Hi, I came across some code logic where I read each line from a file as String, then store each str segment in a map for later use.
fn main() {
let file = File::open("input.txt").unwrap();
let reader = BufReader::new(file);
let mut record: HashMap<&str, u8> = HashMap::new();
for line in reader.lines() {
match line {
Ok(l) => {
UnicodeSegmentation::graphemes(l.as_str(), true)
.for_each(|x| *record.entry(x).or_insert(0) += 1);
for (s, count) in record.drain() {
// do something fancy
}
},
Err(_) => (),
}
}
}
the above code won't compile because the &str in the inner loop, which is stored into the map from outer scope does not live long enough.
Is there a way I can prove to the compiler that the map will be empty after each iteration? By that I can avoid moving the map initialization into the loop so reuse the same map.
It's because graphemes are taken from l, which is taken from line, which is discarded on every iteration of the loop, so the record hash map would become invalid after one loop iteration.
You can collect all lines into a Vec first, so that they have a permanent place to live for longer than one loop iteration.
But how else do you imagine this to work? e.g. how would you do it in C?
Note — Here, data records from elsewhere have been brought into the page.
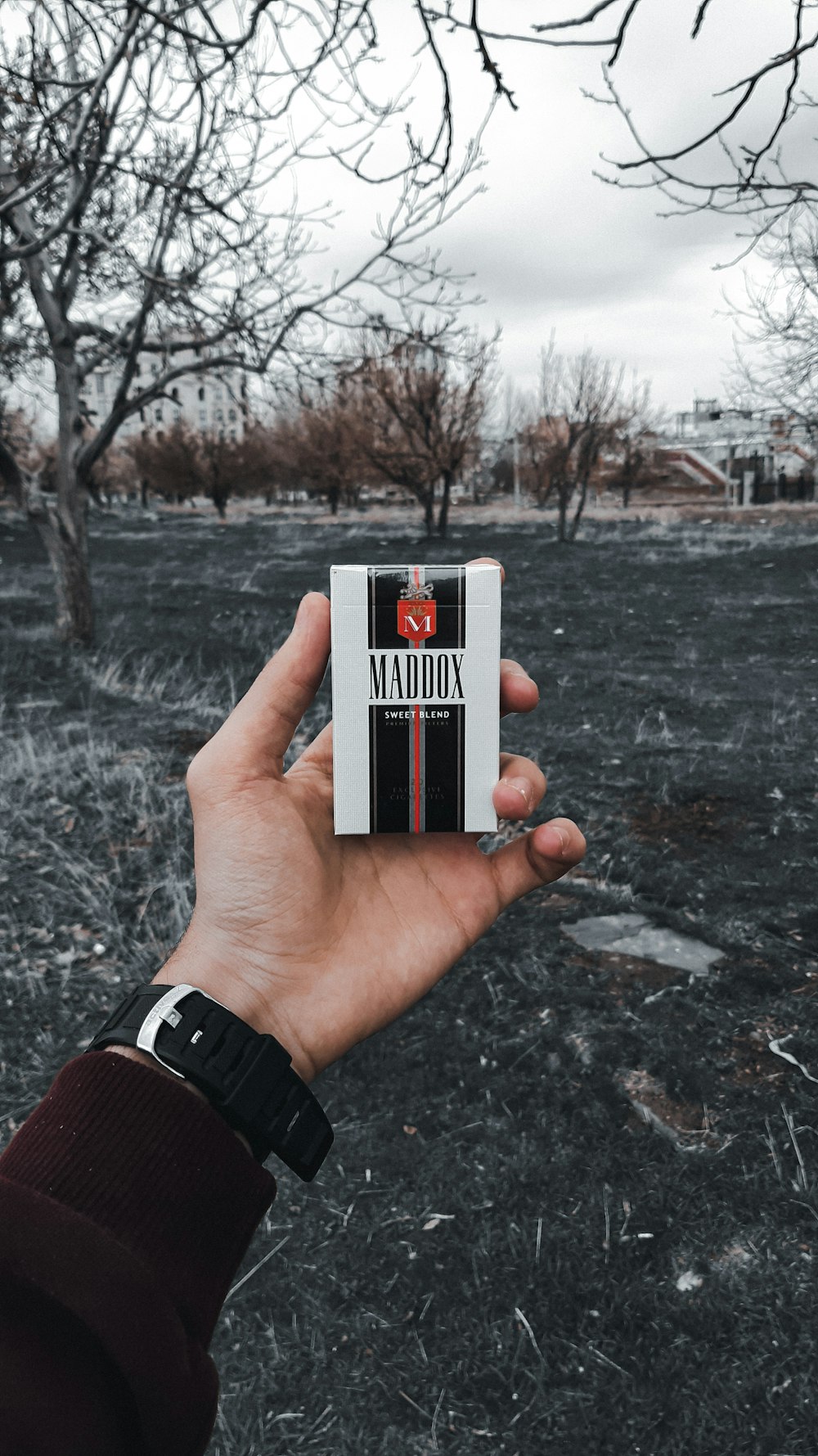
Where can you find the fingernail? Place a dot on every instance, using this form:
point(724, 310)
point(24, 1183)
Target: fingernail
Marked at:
point(552, 842)
point(523, 788)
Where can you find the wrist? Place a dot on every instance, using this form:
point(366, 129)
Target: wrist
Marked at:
point(194, 962)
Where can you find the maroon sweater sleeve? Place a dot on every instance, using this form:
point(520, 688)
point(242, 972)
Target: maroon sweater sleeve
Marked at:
point(125, 1207)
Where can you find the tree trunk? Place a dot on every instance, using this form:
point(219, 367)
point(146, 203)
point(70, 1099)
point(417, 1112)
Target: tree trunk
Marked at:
point(443, 513)
point(429, 512)
point(578, 512)
point(562, 500)
point(63, 523)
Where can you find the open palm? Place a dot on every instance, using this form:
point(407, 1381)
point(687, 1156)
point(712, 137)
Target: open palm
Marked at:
point(319, 938)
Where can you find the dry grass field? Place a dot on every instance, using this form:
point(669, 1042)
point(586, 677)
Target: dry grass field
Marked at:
point(573, 1200)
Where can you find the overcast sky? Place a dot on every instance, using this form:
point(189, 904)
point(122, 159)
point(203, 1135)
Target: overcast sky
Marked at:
point(552, 250)
point(555, 250)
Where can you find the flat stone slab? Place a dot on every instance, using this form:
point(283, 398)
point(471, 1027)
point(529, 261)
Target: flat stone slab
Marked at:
point(635, 935)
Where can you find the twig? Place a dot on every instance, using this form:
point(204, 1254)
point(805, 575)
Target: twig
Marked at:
point(257, 1267)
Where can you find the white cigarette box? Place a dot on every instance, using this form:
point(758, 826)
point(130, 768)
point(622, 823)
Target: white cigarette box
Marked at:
point(416, 698)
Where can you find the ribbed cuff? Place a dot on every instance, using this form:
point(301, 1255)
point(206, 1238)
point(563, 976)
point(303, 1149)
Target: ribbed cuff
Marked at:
point(151, 1165)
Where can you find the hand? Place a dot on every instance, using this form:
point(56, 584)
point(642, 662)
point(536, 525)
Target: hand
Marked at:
point(323, 940)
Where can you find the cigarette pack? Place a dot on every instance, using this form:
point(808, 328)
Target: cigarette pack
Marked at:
point(416, 698)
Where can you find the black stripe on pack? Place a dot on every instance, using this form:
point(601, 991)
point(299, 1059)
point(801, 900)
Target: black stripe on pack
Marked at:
point(444, 764)
point(384, 592)
point(390, 746)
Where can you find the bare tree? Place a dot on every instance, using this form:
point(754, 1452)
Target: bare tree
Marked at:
point(147, 207)
point(317, 444)
point(743, 160)
point(573, 422)
point(422, 405)
point(633, 437)
point(181, 463)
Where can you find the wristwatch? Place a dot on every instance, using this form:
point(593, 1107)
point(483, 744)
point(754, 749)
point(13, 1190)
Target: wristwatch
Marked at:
point(246, 1075)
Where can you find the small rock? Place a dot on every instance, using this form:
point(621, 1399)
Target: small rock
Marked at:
point(687, 1282)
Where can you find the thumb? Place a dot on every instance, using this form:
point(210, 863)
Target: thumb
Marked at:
point(537, 858)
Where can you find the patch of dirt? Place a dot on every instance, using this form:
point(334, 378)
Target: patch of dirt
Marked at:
point(712, 820)
point(685, 1125)
point(754, 1065)
point(551, 900)
point(627, 973)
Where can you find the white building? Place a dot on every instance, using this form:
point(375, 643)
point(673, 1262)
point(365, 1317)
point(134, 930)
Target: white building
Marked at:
point(745, 443)
point(205, 401)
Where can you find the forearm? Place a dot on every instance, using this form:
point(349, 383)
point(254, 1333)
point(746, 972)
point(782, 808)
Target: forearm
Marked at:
point(125, 1206)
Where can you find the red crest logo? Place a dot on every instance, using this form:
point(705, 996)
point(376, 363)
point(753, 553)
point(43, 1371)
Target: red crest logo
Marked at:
point(416, 619)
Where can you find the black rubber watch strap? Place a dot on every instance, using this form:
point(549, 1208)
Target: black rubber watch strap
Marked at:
point(246, 1075)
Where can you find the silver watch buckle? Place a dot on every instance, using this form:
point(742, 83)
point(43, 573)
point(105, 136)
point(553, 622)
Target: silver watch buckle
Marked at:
point(164, 1011)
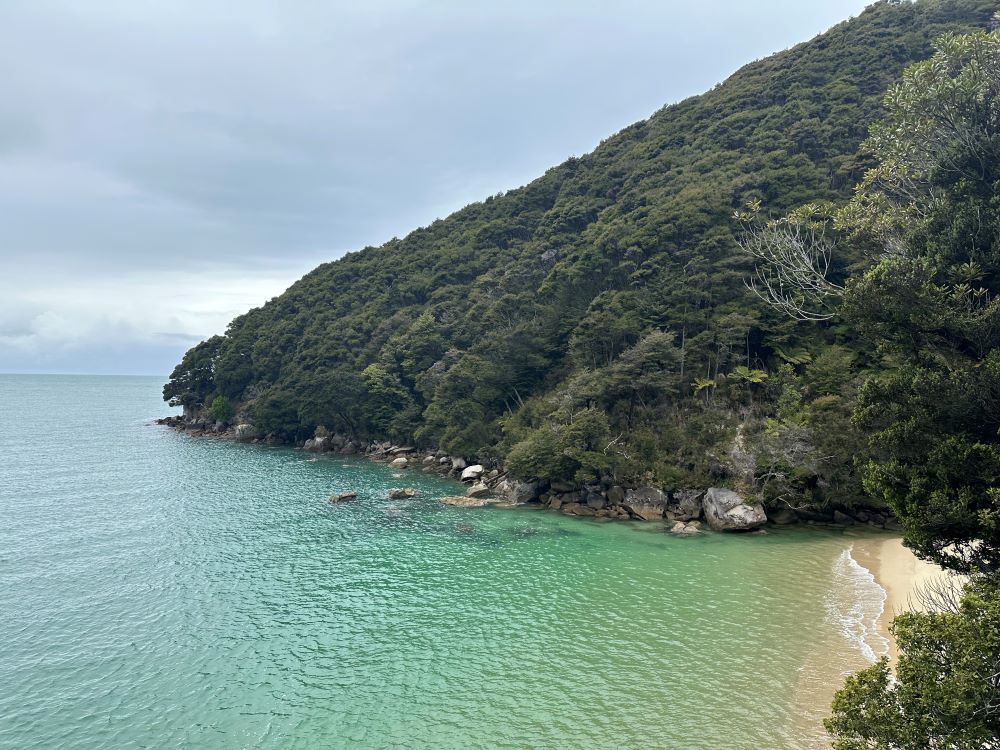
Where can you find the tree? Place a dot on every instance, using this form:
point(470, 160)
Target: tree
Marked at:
point(222, 410)
point(946, 692)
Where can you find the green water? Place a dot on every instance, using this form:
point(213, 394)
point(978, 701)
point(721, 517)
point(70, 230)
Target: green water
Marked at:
point(161, 591)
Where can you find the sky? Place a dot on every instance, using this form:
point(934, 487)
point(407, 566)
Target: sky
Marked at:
point(166, 165)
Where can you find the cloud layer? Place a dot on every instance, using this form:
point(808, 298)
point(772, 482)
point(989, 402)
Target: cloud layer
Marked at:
point(165, 165)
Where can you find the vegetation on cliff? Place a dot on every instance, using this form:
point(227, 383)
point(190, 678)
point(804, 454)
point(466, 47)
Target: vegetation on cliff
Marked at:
point(596, 321)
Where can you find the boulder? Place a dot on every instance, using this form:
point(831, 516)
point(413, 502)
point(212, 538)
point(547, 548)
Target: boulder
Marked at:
point(245, 432)
point(471, 473)
point(404, 493)
point(782, 516)
point(727, 511)
point(479, 489)
point(463, 502)
point(684, 529)
point(516, 492)
point(842, 518)
point(646, 503)
point(685, 505)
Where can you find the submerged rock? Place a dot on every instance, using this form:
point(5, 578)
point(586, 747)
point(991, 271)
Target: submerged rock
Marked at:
point(646, 503)
point(727, 511)
point(471, 473)
point(479, 489)
point(462, 501)
point(404, 493)
point(686, 505)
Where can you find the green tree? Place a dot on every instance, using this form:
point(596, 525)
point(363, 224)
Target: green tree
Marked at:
point(222, 410)
point(946, 690)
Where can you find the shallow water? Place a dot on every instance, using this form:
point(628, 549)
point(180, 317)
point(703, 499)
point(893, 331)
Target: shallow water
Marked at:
point(163, 591)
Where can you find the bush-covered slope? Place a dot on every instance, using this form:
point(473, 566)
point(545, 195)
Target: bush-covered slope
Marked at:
point(596, 320)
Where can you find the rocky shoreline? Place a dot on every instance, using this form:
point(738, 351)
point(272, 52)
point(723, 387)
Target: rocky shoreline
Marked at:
point(685, 510)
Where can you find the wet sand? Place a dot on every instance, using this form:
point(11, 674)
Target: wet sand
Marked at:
point(900, 573)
Without keeping track of what strings have been created, it's literally impossible to free them later. If you do Box::leak(line.into_boxed_str()) it'll be safe and it'll work, but you won't have the strings later to free their memory.
You can also read the whole file into memory with fs::read_as_string(); and use s.split('\n') to iterate lines. Then the lines will be held in the file's memory.
fn main() {
let file = File::open("input.txt").unwrap();
let reader = BufReader::new(file);
for line in reader.lines() {
match line {
Ok(l) => {
let mut record: HashMap<&str, u8> = HashMap::new();
UnicodeSegmentation::graphemes(l.as_str(), true)
.for_each(|x| *record.entry(x).or_insert(0) += 1);
for (s, count) in record.drain() {
// do something fancy
}
},
Err(_) => (),
}
}
}
In such I can avoid read the entire file into memory, but allocate a map per loop.
That .drain() is not taken into account by borrow checker. It doesn't know what it does.
You can:
Hack it with unsafe. Transmute &line to &'static line, so that the borrow checker will not prevent you from storing potentially-unsafe pointers.
Create that temporary hashmap each iteration of the loop. Perhaps use with_capacity if you have a good estimate to reduce number of reallocations. Hopefully freeing followed by allocation of the same-sized block will pick the same block again from some hot cached free list, so the overhead will be small.
Are you sure you need to, though? Did you measure? Just a small anecdote: My code iterates over millions of entities, and for each iteration step, I need a Vec that will hold up to 2 elements. I also though that I should reuse the same Vec, so I made a proper benchmark, then hoisted the Vec out of the loop to reuse it... and it made no difference! I'm not sure why, maybe the allocator was smart or the compiler or both of them, but that shows that maybe you don't need to try to do what you want right now.